Complicating matters is a case that seems to be about a relatively trivial matter, but looks are deceiving. A photograph has appeared in the alternate newspaper, the trashy “Overseas Observer.” That is, it is the alternative to the “The Stars and Stripes,” the official U.S. military newspaper. (As a sidenote, author Limón worked for “The Stars and Stripes” in Korea during the 70s.) The photo is of Caucasian women in a U. S. military truck, with the caption that they are being taken north to the ROK (Republic of Korea) headquarters at the DMZ for “entertainment.” Blustery head honchos want Sueño and Bascom to put a damper on the story before the news gets out stateside.

When Sueño and Bascom journey north, they discover a greater mystery than women being trucked up north. There is a subtle but definite tension between the ROK commander and the U.S. commander at the DMZ. Also, it is rumored the U. S. commander, Lt. General Abner Jennings Crabtree, has a few screws loose, and the only thing saving his bacon is his assistant, Screech Owl Tapia. There are rumors the ROK commander, Major General Bok Jung-nam, has a few lose screws himself. The only thing keeping him from exploding apparently is a mysterious woman, Estrella. Was she one of the women in the truck? Why does Crabtree seem to know her?

And who the heck is Katie Byrd Worthington and why is she sticking her nose into everything?

It turns out Katie Byrd Worthington is responsible for a lot of the scandalous material being published in the “Overseas Observer.” She is its reporter in Korea, and she already has given Sueño and Bascom publicity (of the bad sort) over the first bank robbery. She also has connections. She also has the goods on our heroes. She also helps them some. She is inescapable.

Add a killer to the general chaos. Someone is trying to kill either Sueño or Bascom, or both, or maybe Katie Byrd Worthington. There are a lot of things to keep the investigators and an intrepid reporter awake at night.

This is a tremendous mix of story elements, including one carry-over item from the other books.

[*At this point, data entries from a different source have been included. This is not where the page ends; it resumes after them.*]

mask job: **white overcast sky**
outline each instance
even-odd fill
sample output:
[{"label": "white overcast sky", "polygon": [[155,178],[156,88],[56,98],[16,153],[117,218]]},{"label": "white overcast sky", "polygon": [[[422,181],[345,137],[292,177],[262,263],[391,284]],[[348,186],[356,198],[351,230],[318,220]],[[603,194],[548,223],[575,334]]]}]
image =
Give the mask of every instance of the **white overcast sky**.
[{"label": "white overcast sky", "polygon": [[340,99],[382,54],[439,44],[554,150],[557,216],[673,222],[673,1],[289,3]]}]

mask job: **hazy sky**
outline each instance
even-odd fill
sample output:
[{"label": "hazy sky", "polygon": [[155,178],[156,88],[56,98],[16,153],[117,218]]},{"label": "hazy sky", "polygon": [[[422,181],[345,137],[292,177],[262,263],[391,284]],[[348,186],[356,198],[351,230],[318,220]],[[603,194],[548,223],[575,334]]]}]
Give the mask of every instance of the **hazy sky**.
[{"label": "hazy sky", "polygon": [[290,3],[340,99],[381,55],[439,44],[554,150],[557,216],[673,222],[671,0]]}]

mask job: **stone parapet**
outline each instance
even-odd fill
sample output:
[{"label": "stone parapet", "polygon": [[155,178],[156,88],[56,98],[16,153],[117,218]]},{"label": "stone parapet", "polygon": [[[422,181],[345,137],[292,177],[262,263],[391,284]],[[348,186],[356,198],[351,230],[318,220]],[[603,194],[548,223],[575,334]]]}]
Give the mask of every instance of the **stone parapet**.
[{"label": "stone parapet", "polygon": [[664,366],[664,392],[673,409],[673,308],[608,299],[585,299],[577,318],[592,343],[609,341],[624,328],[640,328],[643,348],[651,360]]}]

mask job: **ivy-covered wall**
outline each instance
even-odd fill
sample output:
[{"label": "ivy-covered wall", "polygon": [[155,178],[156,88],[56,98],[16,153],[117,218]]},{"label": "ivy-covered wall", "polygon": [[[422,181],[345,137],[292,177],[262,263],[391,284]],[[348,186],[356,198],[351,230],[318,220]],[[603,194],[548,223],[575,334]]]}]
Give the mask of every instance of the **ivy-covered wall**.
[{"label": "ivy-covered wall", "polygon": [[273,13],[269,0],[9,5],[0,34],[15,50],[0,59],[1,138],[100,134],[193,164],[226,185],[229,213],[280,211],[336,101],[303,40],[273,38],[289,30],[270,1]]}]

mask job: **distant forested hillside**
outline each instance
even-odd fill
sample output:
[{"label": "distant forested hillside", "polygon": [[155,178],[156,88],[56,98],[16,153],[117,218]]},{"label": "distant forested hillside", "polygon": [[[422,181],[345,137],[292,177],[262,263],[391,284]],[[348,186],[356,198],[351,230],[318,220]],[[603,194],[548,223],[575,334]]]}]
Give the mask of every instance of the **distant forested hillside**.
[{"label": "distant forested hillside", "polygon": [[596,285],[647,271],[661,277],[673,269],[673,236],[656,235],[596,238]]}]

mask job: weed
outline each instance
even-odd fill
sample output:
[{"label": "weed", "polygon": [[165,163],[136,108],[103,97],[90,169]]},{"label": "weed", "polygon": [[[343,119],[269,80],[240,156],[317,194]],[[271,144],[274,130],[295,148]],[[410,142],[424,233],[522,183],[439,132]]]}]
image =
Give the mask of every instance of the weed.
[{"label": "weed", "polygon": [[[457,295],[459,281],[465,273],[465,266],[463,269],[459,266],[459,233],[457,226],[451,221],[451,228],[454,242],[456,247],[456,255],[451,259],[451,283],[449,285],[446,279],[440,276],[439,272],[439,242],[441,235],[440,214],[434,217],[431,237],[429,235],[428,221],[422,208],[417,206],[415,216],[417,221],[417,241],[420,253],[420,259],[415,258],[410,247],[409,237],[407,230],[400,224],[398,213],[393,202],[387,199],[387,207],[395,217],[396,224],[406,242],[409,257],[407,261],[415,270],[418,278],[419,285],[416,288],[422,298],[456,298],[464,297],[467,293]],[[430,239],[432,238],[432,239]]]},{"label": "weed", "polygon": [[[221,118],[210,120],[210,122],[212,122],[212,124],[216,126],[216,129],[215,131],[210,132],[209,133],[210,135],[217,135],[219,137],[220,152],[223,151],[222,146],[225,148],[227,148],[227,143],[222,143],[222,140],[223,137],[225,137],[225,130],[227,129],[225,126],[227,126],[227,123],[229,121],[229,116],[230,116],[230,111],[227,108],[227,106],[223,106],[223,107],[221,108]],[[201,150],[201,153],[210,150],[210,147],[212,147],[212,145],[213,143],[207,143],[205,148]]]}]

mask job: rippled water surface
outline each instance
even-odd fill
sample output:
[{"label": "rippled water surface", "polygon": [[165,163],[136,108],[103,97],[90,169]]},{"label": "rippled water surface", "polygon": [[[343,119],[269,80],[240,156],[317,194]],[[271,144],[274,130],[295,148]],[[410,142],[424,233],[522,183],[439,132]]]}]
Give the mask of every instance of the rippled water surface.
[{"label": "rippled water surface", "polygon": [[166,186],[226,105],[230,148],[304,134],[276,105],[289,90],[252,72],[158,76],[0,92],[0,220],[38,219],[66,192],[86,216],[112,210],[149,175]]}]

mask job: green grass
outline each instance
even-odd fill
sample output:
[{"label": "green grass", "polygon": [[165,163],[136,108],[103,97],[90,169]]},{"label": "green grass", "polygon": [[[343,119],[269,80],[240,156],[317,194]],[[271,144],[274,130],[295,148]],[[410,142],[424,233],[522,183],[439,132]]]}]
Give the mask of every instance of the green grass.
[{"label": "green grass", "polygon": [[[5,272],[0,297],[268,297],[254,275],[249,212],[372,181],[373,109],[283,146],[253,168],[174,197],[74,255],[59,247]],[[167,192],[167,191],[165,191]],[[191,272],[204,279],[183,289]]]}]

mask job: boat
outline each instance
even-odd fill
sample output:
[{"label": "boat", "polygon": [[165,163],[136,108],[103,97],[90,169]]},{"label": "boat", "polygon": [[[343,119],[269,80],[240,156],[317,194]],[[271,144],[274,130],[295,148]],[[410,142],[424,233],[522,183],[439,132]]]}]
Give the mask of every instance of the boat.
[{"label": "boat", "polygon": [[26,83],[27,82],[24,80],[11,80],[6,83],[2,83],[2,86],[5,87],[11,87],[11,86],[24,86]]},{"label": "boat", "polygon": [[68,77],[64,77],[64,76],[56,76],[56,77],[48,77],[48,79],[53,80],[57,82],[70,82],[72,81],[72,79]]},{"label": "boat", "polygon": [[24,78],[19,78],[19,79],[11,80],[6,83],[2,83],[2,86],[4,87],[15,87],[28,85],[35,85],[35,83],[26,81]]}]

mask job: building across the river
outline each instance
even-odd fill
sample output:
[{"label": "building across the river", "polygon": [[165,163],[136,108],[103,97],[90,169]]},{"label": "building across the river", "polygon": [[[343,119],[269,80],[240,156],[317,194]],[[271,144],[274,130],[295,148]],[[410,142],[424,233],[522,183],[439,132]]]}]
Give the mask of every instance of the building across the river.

The story builds to a crescendo in which bombs boom and rifles erupt, an honest-to-goodness military engagement. You can’t get any more crescendo-y than that! The end story was so convincing that I had to Google some of the characters involved. It turns out the events at the end are just fiction, but wowee-wow-wow, what a stunner.

Gomapsumnida, Mr. Limón! MBTB stars and stripes for “G. I. Confidential”!